Цапли представлены в Бхаратпуре различными видами. Особенно много белых цапель рода Egretta. Речь идет о трех видах, отличающихся друг от друга размерами: малая белая цапля (Е. garzetta) с черными ногами, черным клювом и беловатыми лапами, средняя (Е. intermedia) с черными ногами и черным кончиком желтого клюва и, наконец, большая белая цапля (Е. alba) с длинной грациозной шеей, черным клювом и черно-красными ногами.

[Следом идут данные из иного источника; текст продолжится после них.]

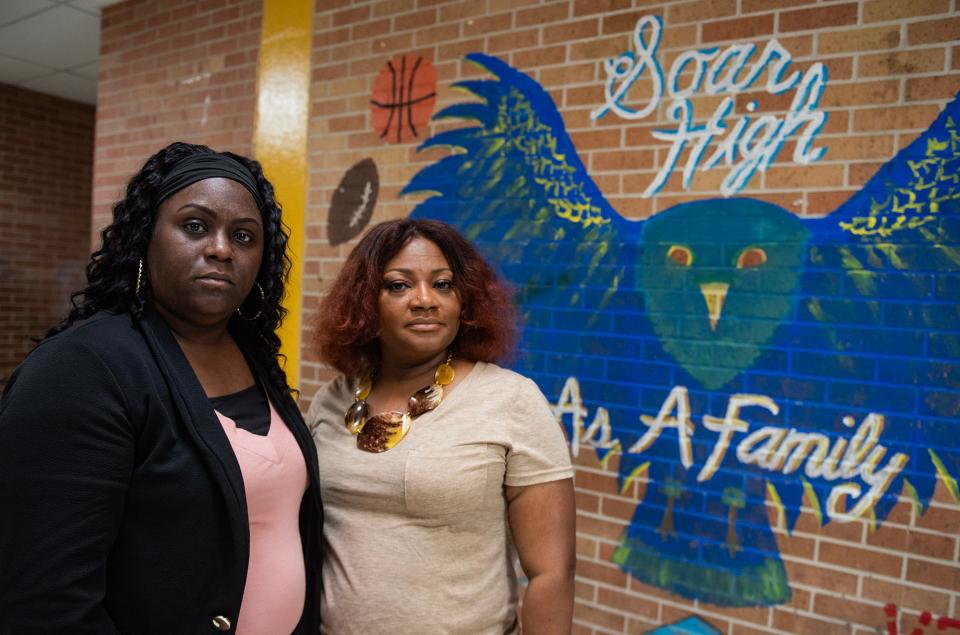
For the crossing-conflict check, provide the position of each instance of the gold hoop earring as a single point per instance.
(136, 290)
(263, 299)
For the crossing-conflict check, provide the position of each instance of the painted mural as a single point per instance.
(742, 142)
(353, 202)
(727, 350)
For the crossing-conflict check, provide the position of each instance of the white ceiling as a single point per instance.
(52, 46)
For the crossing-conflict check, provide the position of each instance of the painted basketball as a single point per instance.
(404, 95)
(353, 201)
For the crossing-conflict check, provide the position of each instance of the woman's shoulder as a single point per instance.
(490, 376)
(92, 341)
(329, 400)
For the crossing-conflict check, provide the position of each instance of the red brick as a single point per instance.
(45, 140)
(598, 617)
(932, 88)
(632, 603)
(935, 574)
(738, 28)
(699, 11)
(940, 30)
(589, 7)
(607, 573)
(568, 31)
(789, 622)
(895, 118)
(512, 41)
(415, 20)
(849, 40)
(883, 10)
(901, 63)
(830, 16)
(902, 594)
(856, 559)
(543, 15)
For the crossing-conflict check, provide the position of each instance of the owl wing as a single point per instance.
(881, 292)
(515, 186)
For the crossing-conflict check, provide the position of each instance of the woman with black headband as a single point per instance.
(155, 473)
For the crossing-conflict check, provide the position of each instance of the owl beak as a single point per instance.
(715, 293)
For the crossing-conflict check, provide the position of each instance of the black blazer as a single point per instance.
(122, 508)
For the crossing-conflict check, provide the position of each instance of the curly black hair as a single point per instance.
(112, 270)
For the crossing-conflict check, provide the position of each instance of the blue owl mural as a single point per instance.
(741, 353)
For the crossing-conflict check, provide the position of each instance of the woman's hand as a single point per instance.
(543, 522)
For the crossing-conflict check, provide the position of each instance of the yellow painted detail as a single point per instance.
(945, 475)
(280, 141)
(635, 474)
(813, 501)
(774, 496)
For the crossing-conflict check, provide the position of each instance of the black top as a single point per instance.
(248, 408)
(123, 503)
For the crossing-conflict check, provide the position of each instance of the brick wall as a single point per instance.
(186, 70)
(46, 153)
(892, 67)
(180, 70)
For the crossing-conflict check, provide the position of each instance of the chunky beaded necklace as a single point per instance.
(383, 431)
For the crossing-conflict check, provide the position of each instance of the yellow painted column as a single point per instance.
(280, 141)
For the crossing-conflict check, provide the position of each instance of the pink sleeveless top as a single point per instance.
(275, 478)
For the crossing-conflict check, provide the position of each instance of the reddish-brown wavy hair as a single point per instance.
(349, 315)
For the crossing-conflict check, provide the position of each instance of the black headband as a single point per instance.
(198, 167)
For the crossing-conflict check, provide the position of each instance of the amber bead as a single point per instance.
(356, 417)
(381, 432)
(424, 400)
(444, 374)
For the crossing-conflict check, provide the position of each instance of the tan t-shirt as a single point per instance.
(417, 537)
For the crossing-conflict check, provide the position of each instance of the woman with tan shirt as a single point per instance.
(437, 467)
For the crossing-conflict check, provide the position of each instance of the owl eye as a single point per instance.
(751, 257)
(680, 255)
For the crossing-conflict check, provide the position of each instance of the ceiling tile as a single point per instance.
(14, 71)
(65, 85)
(88, 71)
(61, 37)
(91, 5)
(11, 10)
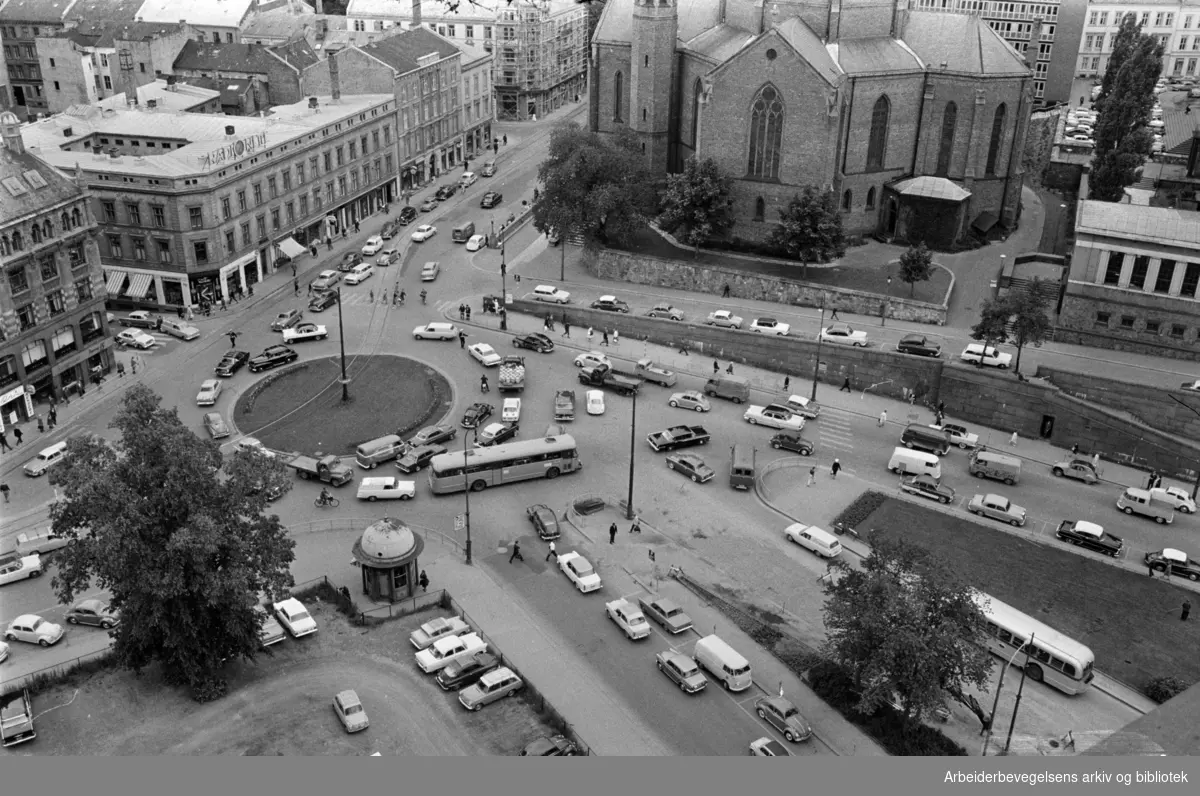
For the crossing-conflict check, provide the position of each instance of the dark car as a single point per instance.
(273, 357)
(231, 363)
(466, 672)
(919, 345)
(793, 442)
(475, 414)
(537, 341)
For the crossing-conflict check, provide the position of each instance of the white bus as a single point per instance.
(505, 464)
(1055, 659)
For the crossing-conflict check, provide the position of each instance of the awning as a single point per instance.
(138, 286)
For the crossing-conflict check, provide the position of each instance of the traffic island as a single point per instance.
(301, 407)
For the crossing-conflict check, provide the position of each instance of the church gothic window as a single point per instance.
(766, 135)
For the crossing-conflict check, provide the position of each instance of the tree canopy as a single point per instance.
(177, 534)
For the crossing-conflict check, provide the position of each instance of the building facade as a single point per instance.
(196, 207)
(54, 335)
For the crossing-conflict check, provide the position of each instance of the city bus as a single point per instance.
(1055, 659)
(505, 464)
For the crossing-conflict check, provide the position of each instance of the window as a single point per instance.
(877, 143)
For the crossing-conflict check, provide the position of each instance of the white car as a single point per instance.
(595, 402)
(31, 628)
(724, 318)
(771, 327)
(294, 616)
(581, 573)
(360, 273)
(424, 233)
(844, 334)
(485, 354)
(210, 390)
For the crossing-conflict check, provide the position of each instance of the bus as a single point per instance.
(1054, 659)
(505, 464)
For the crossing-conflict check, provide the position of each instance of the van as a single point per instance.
(934, 441)
(370, 454)
(735, 388)
(915, 462)
(988, 464)
(463, 232)
(47, 459)
(724, 663)
(742, 467)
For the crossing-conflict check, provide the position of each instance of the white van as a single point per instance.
(915, 462)
(724, 663)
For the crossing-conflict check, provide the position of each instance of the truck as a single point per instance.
(651, 371)
(564, 406)
(678, 437)
(511, 373)
(616, 381)
(327, 468)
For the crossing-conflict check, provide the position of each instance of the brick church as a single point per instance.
(903, 114)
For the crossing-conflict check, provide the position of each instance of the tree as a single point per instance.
(916, 265)
(809, 229)
(906, 627)
(700, 201)
(177, 536)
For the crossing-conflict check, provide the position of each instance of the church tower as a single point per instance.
(652, 77)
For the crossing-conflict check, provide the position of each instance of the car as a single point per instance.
(691, 466)
(919, 345)
(360, 273)
(94, 612)
(724, 318)
(273, 357)
(497, 432)
(327, 280)
(135, 339)
(595, 401)
(544, 521)
(592, 359)
(845, 334)
(610, 304)
(215, 425)
(683, 670)
(771, 327)
(997, 508)
(691, 400)
(580, 572)
(475, 414)
(294, 616)
(351, 712)
(535, 341)
(463, 672)
(31, 628)
(925, 485)
(424, 233)
(210, 390)
(484, 354)
(286, 319)
(785, 717)
(669, 615)
(496, 684)
(231, 363)
(664, 310)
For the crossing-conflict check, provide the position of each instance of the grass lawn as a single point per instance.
(1131, 622)
(303, 408)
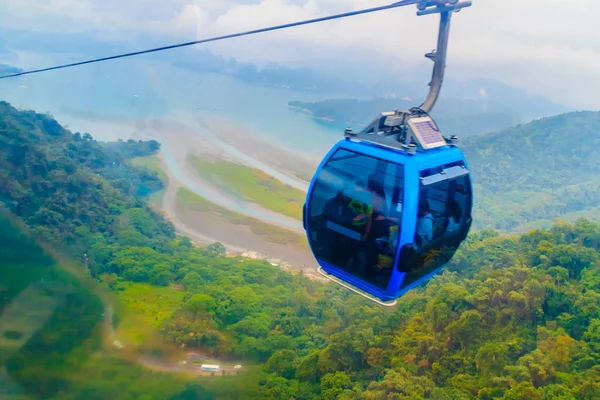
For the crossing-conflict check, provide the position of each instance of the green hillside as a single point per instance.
(528, 175)
(510, 318)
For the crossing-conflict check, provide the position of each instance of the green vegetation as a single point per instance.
(189, 203)
(530, 174)
(510, 317)
(145, 308)
(253, 185)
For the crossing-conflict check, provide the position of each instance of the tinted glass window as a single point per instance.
(355, 213)
(442, 220)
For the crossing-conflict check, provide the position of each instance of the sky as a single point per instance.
(549, 47)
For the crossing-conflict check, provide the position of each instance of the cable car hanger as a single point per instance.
(412, 130)
(424, 6)
(393, 129)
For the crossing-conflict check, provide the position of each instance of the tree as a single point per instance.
(201, 304)
(217, 248)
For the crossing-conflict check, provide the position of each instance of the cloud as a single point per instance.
(548, 46)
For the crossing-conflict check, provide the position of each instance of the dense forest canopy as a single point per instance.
(532, 173)
(510, 318)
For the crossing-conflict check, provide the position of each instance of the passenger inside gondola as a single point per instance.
(425, 224)
(453, 215)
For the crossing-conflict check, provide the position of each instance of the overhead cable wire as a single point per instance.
(218, 38)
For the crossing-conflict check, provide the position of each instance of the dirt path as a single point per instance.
(207, 228)
(185, 366)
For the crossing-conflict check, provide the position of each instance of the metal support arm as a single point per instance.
(439, 59)
(445, 9)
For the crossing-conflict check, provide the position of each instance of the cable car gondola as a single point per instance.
(389, 206)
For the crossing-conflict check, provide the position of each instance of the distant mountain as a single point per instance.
(464, 109)
(529, 174)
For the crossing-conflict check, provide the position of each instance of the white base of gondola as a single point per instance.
(357, 291)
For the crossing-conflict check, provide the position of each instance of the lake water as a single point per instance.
(132, 88)
(86, 98)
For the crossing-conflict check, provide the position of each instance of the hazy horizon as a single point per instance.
(540, 47)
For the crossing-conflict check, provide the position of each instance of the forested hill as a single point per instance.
(69, 186)
(529, 174)
(510, 318)
(464, 109)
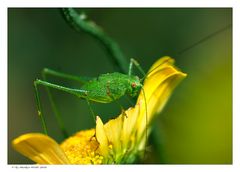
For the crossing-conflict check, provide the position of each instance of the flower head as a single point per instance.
(120, 140)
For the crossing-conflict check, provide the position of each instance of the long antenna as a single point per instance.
(205, 39)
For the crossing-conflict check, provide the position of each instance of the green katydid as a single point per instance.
(105, 88)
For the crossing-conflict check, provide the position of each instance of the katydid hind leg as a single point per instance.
(76, 92)
(51, 72)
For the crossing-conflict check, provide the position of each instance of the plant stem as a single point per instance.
(79, 22)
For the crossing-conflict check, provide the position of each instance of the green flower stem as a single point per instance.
(80, 23)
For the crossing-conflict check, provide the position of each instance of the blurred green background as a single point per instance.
(196, 124)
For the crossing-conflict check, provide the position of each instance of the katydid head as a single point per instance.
(135, 86)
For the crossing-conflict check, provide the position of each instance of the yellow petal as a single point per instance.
(129, 127)
(40, 148)
(101, 137)
(113, 129)
(158, 87)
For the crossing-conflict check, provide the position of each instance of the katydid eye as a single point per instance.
(133, 85)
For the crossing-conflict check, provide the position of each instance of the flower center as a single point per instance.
(82, 148)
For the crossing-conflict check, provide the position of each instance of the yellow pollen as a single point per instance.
(82, 148)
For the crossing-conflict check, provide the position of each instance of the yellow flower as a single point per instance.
(120, 140)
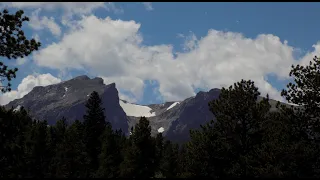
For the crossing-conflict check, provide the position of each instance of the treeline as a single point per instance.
(246, 139)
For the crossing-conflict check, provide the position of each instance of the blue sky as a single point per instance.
(159, 52)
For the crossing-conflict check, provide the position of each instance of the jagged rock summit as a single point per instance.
(67, 99)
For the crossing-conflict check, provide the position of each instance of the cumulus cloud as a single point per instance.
(148, 6)
(26, 85)
(114, 50)
(43, 22)
(70, 8)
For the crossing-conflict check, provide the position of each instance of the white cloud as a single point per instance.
(70, 8)
(26, 85)
(21, 61)
(113, 49)
(129, 83)
(36, 37)
(43, 22)
(148, 6)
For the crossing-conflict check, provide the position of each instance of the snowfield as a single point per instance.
(173, 105)
(160, 130)
(17, 108)
(136, 110)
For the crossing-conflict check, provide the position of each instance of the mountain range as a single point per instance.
(67, 99)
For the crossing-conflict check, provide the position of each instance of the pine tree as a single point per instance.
(110, 157)
(13, 128)
(36, 150)
(168, 165)
(139, 157)
(227, 146)
(13, 44)
(158, 149)
(304, 118)
(94, 122)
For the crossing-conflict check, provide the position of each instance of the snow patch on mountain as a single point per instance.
(173, 105)
(160, 130)
(136, 110)
(17, 108)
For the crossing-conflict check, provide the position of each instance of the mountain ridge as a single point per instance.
(67, 99)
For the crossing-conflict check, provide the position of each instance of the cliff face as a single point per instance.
(67, 99)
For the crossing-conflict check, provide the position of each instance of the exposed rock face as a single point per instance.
(67, 99)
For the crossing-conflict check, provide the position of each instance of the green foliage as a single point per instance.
(13, 44)
(139, 155)
(94, 125)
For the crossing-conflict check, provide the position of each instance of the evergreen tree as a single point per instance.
(227, 146)
(158, 150)
(37, 159)
(110, 157)
(94, 123)
(13, 44)
(168, 165)
(139, 157)
(13, 128)
(304, 118)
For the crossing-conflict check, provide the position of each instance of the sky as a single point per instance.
(158, 52)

Всем этим видам грозило полное истребление, когда одна из прихотей «самого опасного зверя» породила промысел не менее постыдный, чем сохранившаяся, увы, до наших дней мода рядиться в шкуры диких животных. Кому-то пришло в голову украшать дамские шляпки эгретками (так называются столь важные для ритуализоваиного поведения удлиненные рассученные перья на нижней части шеи и на плечах цапель), и огромное количество птиц приносилось в жертву этой выдумке. «Несведущие» женщины, как всегда, рабски следовали моде, продиктованной консорциумом — заключительным и самым дорогим звеном в цепи, начинающейся с предельно скромной мзды «дикарю» или «туземцу». Холеные руки принимали крупные ассигнации от очаровательной и очарованной особы, охотно платившей шайке посредников астрономическую цену за утонченный залог смерти. К счастью, уже в 20-х годах нашего столетия, когда многие виды цапель во всем мире находились на грани полного уничтожения, торговля перьевыми украшениями была прекращена. Поскольку колибри и райские птицы тоже поставлялись на ярмарку тщеславия, эти еще более редкие виды также сильно пострадали. И если бы кровопускание продолжалось, многие птицы, наверное, были бы истреблены.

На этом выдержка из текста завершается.